Rice. 15. Gramophone, gramophone, electric player

Magnetic recording is more advanced and has long been used in studios. The first magnetic recording device, the telegraph, was created by Waldemar Paulsen (Denmark) in 1878, and the recording was made on a steel wire (a piano string). In the 20s of the 20th century, tape recorders using magnetic tape appeared. Mass production of tape recorders began in the 40s. First, magnetic tapes appeared on cellulose and then on lavsan base. Audio signals are recorded onto longitudinal tracks using a writing (or universal) head with a magnetic gap. The tape is pulled close to the head gap, and a residual magnetization path is formed on it. The nonlinear part of the characteristic is “blurred” using a high-frequency bias current (usually about 100 kHz), on which the useful signal is superimposed. Studio analog tape recorders, along with digital ones, are still used for primary recording of phonograms. Household ones come in two- and three-head types (separate recording, playback and erasing heads or erasing and universal heads). Sometimes there are two playback heads if reverse is provided.

Even with very careful handling, magnetic tape begins to crumble over time

Magnetic tape has noise that decreases (partially moves beyond the audible range) as the feed speed increases. Therefore, studio tape recorders have a speed of 38, while household reel-to-reel tape recorders have a speed of 19 and 9.5 cm/s. For household cassette recorders, a speed of 4.76 cm/s was adopted. Tape noise is effectively suppressed using the Dolby B compander system: during recording, the level of the high-frequency part for weak signals is raised by 10 dB, and during playback it is lowered by the same amount.

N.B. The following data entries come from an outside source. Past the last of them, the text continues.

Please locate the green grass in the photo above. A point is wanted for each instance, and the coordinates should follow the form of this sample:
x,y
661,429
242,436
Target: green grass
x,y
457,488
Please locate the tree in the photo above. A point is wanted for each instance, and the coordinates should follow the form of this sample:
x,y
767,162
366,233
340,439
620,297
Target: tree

Professional analog magnetic recording at high speed provides very high quality. It was on magnetic master tapes that musical recordings were archived for a long time, and from them the phonogram was transferred to vinyl records with some loss of quality. However, even with very careful treatment, magnetic tape begins to crumble over time, it is characterized by gradual demagnetization, deformation, a copy effect (adjacent layers in the roll are mutually magnetized), and is susceptible to the influence of external magnetic fields. It is also difficult to quickly find the desired fragment (although this inconvenience applies more to the domestic sphere). Therefore, with the advent of digital formats, Sony, the owner of a huge archive of CBS/Columbia recordings, concerned with the problem of preserving priceless original recordings of the second half of the 20th century, developed a recording method in the discrete pulse-width modulation format (DSD stream - Direct Stream Digital, which later gave rise to custom Super Audio CD format). If analog magnetic recording ensures the preservation of a phonogram for several decades with gradually increasing losses, then digital archives are eternal and can withstand an unlimited number of copies without any degradation. For this, as well as for many other reasons (service advantages, versatility, enormous processing capabilities), digital audio formats are now becoming increasingly widespread.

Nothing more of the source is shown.